Key Takeaways for Investors
- Underlying demand remains robust across asset classes and geographies, with record ADV and pricing/fee levers sustaining high margins despite slight Q1 consensus misses .
- Watch evolving collateral mix and the 30% soft minimum in cash; early April data suggests rising cash balances, which can boost non‑operating income or other revenue and modestly lift pretax earnings .

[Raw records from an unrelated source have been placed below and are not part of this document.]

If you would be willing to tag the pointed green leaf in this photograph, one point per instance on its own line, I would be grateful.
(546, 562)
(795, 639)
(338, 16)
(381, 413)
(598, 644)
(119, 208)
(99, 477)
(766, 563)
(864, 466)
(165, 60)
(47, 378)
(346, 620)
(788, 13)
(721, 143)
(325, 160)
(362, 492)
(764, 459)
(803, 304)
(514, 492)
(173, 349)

- Energy and ag complexes are seeing secular adoption internationally (Henry Hub/WTI, grains), with options as a key growth vector — supportive of revenue quality and RPC mix over 2025 .
- International growth supports tax-rate benefits and diversification; management is leaning into co‑located cash/futures infrastructure (BrokerTec Chicago) to deepen the rates moat .
- The OSTTRA monetization and buyback authorization increase flexibility for capital returns or strategic investments; timing and use of proceeds are near‑term watch items .
- Expect continued OpEx discipline with cloud migration investments; margin profile likely remains structurally high given operating leverage and fee/tiering strategies .
- Near-term narrative: Slight miss vs consensus* but strong volume/mix, expanding international footprint, and operational resiliency (margin management, cross‑margining) should anchor the medium‑term thesis.